Has he received an actual diagnosis? You say that it is thought that he has Lewy Body dementia. Are you his Healthcare POA? I might explore this and confirm his diagnosis, so, that if there are medications that might help him with his mood, that can be prescribed. It's important to know what he has, so medication therapy can be evaluated. I would also research Lewy Body dementia, if that is his diagnosis and learn how it presents itself different from other conditions that causes dementia, like AD.

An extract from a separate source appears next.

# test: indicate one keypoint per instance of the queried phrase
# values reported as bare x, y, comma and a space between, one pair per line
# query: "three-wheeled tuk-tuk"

I'd try to accept that it may not be possible for your LO to process how dementia is affecting him. So, talking about it or trying to explain might bother him or confuse him. Seeing you upset, would likely cause him worry too, so, I'd work on being positive when you visit. Perhaps, have a list of things you can talk about in advance. Even if he doesn't speak, you can still chat and keeps positive. You can still share things about your day, the weather, etc. I go into the MC with my LO's new clothes, photos, etc. and start telling her what I brought her. She is no longer verbal, but, I still talk about how I hope she'll like the new sweater, new throw, etc. I hold them to her so she can feel them, comment on how I hope she'll like them, etc. I talk to other residents and staff, if they are nearby and compliment my LO. Things like how I like her curly hair, nice complexion, blue eyes.......things that will make her feel positive, if she can understand me.
Does he like music? I'd consider playing a music video of music that he enjoys. Words are not really needed for that.
If he is holding you too tight when you try to leave, I would consult with the staff and ask for options. I'd try to cooperate with what they say, as they encounter these types of things a lot. I'd try to keep it positive and not create a lot of drama surrounding saying goodbye.